Ab wann empfanden Sie sich als erfolgreich?
Am Gipfel meiner Laufbahn war ich bestimmt als Dekan, doch wesentlich bedeutsamer war für mich, im neurochirurgischen Bereich international anerkannt worden zu sein.
Gibt es jemanden, der Ihren beruflichen Lebensweg besonders geprägt hat?
Mein Vater fiel im Krieg, und daher hatte ich eigentlich keinen Mentor. Auch das Geld war knapp. Als ich vom Gymnasium flog und Drogistenlehrling wurde, traf ich dann doch auf einen modernen Lehrer und Förderer, der mir die Abendmaturaschule nahelegte; mit der Aussicht auf eine Filialleiterposition als Drogist (was ich nie werden wollte). Hilfe anzunehmen war oft nicht einfach, weil ich ja nichts dafür geben konnte. Ich konnte dem System Österreich beweisen, daß man es auch ohne Parteibuch schaffen kann, sich beruflich zu entfalten.

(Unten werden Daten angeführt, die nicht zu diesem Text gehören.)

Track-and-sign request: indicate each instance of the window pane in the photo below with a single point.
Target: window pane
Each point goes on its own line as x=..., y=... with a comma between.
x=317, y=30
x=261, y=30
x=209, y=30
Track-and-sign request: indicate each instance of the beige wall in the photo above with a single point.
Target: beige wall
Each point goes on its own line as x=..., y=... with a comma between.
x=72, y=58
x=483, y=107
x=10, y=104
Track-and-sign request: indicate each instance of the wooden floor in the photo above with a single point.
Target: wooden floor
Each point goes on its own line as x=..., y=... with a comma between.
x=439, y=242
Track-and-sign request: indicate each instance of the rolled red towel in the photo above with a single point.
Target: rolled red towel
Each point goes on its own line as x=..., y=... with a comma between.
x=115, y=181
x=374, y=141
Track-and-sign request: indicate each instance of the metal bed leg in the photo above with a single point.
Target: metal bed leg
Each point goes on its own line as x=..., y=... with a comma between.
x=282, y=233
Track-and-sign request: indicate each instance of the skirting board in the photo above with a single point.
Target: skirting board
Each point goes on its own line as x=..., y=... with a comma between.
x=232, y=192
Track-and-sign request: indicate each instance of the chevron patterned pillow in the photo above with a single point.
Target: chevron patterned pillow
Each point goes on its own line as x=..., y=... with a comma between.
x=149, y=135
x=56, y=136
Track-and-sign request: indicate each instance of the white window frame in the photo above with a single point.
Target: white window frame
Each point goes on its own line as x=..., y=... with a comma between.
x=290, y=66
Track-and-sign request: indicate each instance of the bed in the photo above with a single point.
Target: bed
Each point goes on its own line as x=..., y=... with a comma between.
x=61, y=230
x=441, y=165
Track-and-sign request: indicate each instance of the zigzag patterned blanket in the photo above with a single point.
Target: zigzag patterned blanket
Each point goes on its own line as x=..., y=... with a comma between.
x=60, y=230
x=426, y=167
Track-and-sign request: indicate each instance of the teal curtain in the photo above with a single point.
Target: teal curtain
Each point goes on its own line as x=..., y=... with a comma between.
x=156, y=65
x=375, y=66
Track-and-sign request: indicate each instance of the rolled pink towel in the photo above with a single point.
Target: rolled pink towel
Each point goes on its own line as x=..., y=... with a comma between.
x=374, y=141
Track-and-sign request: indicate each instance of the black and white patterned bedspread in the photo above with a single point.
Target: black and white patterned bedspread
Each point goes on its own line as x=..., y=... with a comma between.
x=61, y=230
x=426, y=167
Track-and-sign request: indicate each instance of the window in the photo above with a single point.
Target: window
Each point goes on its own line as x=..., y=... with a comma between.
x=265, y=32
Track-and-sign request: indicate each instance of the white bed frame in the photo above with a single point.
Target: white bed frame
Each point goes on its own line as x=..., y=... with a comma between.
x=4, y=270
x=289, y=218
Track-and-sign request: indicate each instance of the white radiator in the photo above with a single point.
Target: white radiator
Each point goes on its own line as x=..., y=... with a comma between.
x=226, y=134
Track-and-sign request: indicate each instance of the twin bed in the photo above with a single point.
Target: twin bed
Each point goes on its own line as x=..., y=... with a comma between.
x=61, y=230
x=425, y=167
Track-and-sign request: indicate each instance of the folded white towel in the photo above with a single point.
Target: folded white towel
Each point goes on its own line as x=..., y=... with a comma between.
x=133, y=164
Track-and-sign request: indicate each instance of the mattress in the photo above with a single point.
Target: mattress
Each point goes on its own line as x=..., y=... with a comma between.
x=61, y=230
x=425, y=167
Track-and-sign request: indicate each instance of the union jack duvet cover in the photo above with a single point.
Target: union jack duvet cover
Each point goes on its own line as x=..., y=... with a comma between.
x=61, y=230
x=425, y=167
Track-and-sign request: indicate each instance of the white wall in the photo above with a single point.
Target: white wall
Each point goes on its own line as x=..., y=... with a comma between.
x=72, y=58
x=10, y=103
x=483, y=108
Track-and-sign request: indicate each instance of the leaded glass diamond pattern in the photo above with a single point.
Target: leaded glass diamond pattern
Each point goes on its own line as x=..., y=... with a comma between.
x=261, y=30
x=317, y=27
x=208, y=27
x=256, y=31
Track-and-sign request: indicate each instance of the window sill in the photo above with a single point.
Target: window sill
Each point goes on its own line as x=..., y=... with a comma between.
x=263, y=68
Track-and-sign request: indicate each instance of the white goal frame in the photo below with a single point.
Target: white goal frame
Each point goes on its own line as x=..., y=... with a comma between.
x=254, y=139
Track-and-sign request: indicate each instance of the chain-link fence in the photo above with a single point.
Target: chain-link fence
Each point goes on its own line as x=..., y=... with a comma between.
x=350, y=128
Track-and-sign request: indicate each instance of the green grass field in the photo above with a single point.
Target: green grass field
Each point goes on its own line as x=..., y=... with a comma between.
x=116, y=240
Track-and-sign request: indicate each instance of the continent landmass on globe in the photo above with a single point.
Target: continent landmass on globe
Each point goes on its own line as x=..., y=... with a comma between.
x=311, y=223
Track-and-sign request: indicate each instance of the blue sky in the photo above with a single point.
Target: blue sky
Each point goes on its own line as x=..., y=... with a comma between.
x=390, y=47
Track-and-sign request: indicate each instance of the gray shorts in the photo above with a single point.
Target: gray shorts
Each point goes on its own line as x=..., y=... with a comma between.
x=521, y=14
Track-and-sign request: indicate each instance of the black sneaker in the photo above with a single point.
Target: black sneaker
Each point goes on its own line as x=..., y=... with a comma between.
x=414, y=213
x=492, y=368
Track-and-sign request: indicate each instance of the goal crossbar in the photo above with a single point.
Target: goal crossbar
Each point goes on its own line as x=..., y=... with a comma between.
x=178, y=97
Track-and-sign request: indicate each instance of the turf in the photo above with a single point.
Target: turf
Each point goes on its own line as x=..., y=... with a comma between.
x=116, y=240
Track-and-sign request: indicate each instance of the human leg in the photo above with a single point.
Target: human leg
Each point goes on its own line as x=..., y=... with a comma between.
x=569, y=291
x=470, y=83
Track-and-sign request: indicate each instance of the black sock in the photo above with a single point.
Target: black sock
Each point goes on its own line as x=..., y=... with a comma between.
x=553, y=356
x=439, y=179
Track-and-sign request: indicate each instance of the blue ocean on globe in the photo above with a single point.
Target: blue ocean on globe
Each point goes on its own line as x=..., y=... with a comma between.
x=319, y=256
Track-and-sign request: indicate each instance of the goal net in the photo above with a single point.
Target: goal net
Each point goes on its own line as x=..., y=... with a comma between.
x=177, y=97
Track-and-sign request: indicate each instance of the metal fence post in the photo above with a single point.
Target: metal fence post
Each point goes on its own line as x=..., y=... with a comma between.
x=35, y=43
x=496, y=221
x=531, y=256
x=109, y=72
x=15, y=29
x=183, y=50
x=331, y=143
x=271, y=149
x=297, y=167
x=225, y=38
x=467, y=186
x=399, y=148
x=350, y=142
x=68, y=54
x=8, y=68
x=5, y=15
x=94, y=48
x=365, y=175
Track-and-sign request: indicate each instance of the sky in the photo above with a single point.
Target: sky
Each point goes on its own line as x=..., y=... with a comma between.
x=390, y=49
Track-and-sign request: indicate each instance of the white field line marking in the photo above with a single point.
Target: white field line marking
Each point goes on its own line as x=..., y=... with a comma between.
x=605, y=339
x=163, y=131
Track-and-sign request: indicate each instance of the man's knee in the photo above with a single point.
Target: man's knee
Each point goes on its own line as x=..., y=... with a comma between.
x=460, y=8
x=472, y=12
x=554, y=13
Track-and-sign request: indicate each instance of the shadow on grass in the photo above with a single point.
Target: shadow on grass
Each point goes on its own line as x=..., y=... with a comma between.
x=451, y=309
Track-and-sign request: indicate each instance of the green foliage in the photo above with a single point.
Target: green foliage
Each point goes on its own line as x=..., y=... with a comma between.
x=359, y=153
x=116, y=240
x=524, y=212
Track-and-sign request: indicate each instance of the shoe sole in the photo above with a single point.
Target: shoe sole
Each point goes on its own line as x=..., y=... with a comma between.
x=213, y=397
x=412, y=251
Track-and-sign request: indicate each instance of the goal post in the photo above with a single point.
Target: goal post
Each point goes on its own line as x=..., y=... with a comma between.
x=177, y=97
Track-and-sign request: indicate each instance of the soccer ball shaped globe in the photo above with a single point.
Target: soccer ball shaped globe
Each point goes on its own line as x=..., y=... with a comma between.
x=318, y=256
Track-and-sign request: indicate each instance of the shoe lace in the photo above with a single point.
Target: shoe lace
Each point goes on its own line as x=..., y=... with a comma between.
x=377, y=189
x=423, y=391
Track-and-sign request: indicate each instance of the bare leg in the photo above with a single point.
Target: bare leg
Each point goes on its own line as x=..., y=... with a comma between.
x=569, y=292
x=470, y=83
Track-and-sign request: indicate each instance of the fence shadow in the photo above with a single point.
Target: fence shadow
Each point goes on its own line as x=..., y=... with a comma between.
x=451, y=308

Welche Anerkennung haben Sie erfahren?
Mitteleuropäische Gesellschaften besuchte ich, noch ehe sich Herr Busek für den Osten einsetzte. Ich erfuhr viele internationale Auszeichnungen (mit dem Alter völlig automatisch, fast normal), und ehrlich gesagt, ich hätte das Ehrenkreuz für Kunst und Wissenschaft erwartet (auch wenn ich es nicht gebraucht hätte), aber ich habe eben bei keiner Partei eingereicht, sondern auf anständige, reguläre Art und Weise.
Wie werden Sie von Ihrem Umfeld gesehen?
Als hart, aber gerecht. Zum Lügen hatte ich zu wenig Merkfähigkeit. Also gewöhnte ich mir an, die reine Wahrheit zu sagen. Auch Spaß war zugelassen - dies drücken noch viele, mit denen ich arbeitete, immer wieder im Rückblick aus. Bestimmt polarisierte ich mit meiner Direktheit manchmal.
Wie vereinbaren Sie Beruf und Privatleben?
Manager zerstören ihre Familien, wenn sie aufgrund starker Reisetätigkeit mit Frau und Kindern ständig umziehen. Ein Jahr in Amerika mit meiner Frau und meinem Sohn als Baby war schon schwierig. Kinder brauchen feste Strukturen und leiden oft unter dem Unverständnis anderer gegenüber ihrer Kulturvielfalt, die sie bei häufigem Orts-, Lehrer- und Freundeswechsel erwerben.
Welchen Rat möchten Sie an die nächste Generation weitergeben?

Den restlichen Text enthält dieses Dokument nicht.